Im kürzlich abgeschlossenen Projekt „Troutcheck“ testeten die Wissenschaftler den Fischbestand aus 84 Fließgewässern und fanden in Kärnten nur vier und in der Steiermark nur zwei Fischpopulationen, die noch rein „einheimisch“ waren.

„In den anderen getesteten Gewässern herrscht eine starke Vermischung der Bachforellenstämme. In manchen waren 100 Prozent der Fische von atlantischer Abstammung“, sagt Weiss. Dies ist erstaunlich, da doch der einheimische Fischstamm besser an das Leben in den regionalen Gewässern angepasst ist – wie viele Studien zeigen.

„Der natürliche Fischbestand hat eine viel höhere Überlebensrate“, betont Weiss. Darum bemüht sich sein Team gemeinsam mit dem Naturschutzverband des jeweiligen Bundeslandes um eine Gegenbewegung, die weg vom eingeschleppten Besatzfisch geht und natürliche Fischstämme für Fischereibetriebe und zur Wiederbesiedelung „schmackhaft“ macht.


Gefährdete Huchen. Besonders heuer im „Jahr der Biodiversität“ sollte man darauf achten, dass an bestimmte Regionen angepasste Tiere dort auch überleben können. Bei dem hohen Vermischungsgrad der heimischen Bachforelle mit den eingeschleppten Stämmen sehen Wissenschaftler das Überleben der natürlichen Population aber gefährdet – und treten für sie als bevorzugten Besatzfisch ein.

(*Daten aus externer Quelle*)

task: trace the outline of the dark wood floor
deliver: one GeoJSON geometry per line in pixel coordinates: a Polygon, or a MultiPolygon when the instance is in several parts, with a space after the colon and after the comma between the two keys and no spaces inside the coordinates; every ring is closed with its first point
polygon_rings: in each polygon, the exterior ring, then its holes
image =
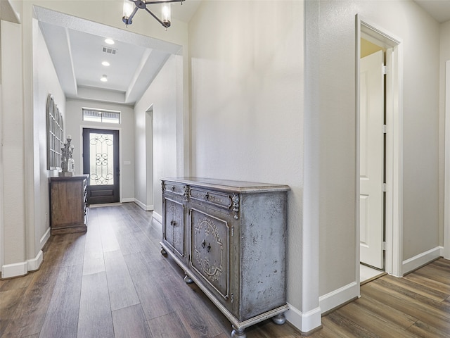
{"type": "MultiPolygon", "coordinates": [[[[91,208],[86,234],[53,236],[41,268],[0,280],[1,337],[225,338],[231,325],[160,254],[160,229],[134,204],[91,208]]],[[[322,318],[313,338],[450,337],[450,262],[385,275],[322,318]]],[[[270,320],[248,338],[301,337],[270,320]]]]}

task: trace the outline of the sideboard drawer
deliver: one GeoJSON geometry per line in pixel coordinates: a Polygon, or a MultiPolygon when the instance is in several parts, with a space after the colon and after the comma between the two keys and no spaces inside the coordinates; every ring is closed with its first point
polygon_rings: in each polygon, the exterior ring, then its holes
{"type": "Polygon", "coordinates": [[[233,206],[233,199],[229,194],[205,190],[191,187],[189,196],[193,200],[202,201],[224,209],[230,209],[233,206]]]}
{"type": "Polygon", "coordinates": [[[162,183],[163,192],[172,192],[180,196],[188,195],[188,188],[186,184],[176,183],[174,182],[162,183]]]}

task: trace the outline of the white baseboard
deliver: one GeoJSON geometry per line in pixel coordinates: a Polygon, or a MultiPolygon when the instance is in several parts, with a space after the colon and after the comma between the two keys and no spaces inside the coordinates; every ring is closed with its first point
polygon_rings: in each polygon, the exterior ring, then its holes
{"type": "Polygon", "coordinates": [[[155,218],[155,220],[156,220],[160,224],[162,224],[162,216],[161,216],[161,215],[160,215],[159,213],[153,211],[153,215],[152,215],[152,216],[153,217],[153,218],[155,218]]]}
{"type": "Polygon", "coordinates": [[[146,211],[152,211],[153,210],[153,206],[146,206],[137,199],[134,199],[133,201],[146,211]]]}
{"type": "Polygon", "coordinates": [[[27,275],[30,271],[39,268],[44,261],[42,250],[39,250],[35,258],[28,259],[25,262],[5,264],[1,266],[1,278],[12,278],[27,275]]]}
{"type": "Polygon", "coordinates": [[[41,266],[41,263],[44,261],[44,253],[42,250],[39,250],[37,256],[33,259],[29,259],[27,261],[28,272],[36,271],[41,266]]]}
{"type": "Polygon", "coordinates": [[[321,296],[319,297],[319,304],[322,313],[326,313],[359,296],[359,285],[356,282],[352,282],[321,296]]]}
{"type": "Polygon", "coordinates": [[[416,270],[425,264],[439,258],[442,256],[444,248],[436,246],[428,251],[423,252],[411,258],[404,261],[401,265],[401,273],[404,275],[416,270]]]}
{"type": "Polygon", "coordinates": [[[39,240],[39,244],[41,245],[41,249],[44,247],[44,245],[47,242],[47,241],[50,238],[50,234],[51,234],[50,227],[49,227],[47,228],[47,231],[45,232],[45,233],[44,234],[44,236],[42,236],[41,237],[41,239],[39,240]]]}
{"type": "Polygon", "coordinates": [[[285,312],[286,320],[302,332],[307,333],[321,325],[321,308],[316,308],[306,313],[288,303],[289,310],[285,312]]]}

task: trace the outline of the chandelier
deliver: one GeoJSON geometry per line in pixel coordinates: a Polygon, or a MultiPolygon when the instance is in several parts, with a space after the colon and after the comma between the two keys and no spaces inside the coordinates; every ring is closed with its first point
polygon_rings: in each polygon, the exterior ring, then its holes
{"type": "Polygon", "coordinates": [[[124,0],[124,15],[122,20],[125,25],[133,23],[133,17],[139,9],[145,9],[155,19],[162,25],[166,30],[170,27],[170,3],[181,2],[186,0],[124,0]],[[147,5],[155,5],[160,4],[162,5],[161,18],[160,19],[150,10],[147,8],[147,5]],[[134,5],[134,6],[133,6],[134,5]]]}

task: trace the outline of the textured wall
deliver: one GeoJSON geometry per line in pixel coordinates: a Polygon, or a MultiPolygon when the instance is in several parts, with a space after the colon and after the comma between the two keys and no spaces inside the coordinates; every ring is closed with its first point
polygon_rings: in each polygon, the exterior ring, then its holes
{"type": "Polygon", "coordinates": [[[204,1],[190,23],[192,174],[286,184],[288,300],[301,307],[303,4],[204,1]]]}

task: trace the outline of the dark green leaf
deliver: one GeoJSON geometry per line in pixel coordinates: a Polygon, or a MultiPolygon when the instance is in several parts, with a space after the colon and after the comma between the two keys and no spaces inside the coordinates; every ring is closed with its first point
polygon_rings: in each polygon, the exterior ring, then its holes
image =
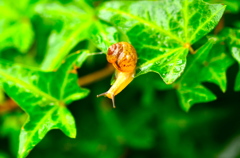
{"type": "MultiPolygon", "coordinates": [[[[226,38],[226,42],[229,46],[233,58],[238,62],[240,66],[240,30],[225,29],[223,32],[223,36],[226,38]]],[[[240,67],[235,81],[235,90],[240,91],[240,67]]]]}
{"type": "Polygon", "coordinates": [[[195,103],[209,102],[216,96],[201,85],[202,82],[212,82],[218,85],[223,92],[226,91],[226,70],[233,63],[226,55],[223,45],[216,43],[216,38],[209,41],[190,56],[189,66],[177,81],[176,88],[183,110],[188,111],[195,103]]]}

Derzeit arbeitet Weiss' Team daran, einen weiteren genetischen Nachweis heimischer Fischpopulationen zu erbringen: Flussabwärts von Leoben gelang Naturschützern in den letzten Jahren eine Wiederbesiedelung der fast ausgestorbenen Huchen, die zu den größten Lachsfischen gehören (etwa einen Meter lang). „In Graz hat sich eine Huchenpopulation etabliert, die jetzt aber mit einem neu geplanten Kraftwerk gefährdet wird. Das Argument der Kraftwerkbefürworter ist, dass diese Fische ohnehin nur künstlich ausgesetzt wurden. Wir versuchen nun durch genetische Methoden festzustellen, ob die Huchen in der Mur dem ursprünglichen Bestand entsprechen.“ Ein solcher wissenschaftlicher Nachweis würde die Huchen noch schützenswerter machen, als sie ohnehin sind.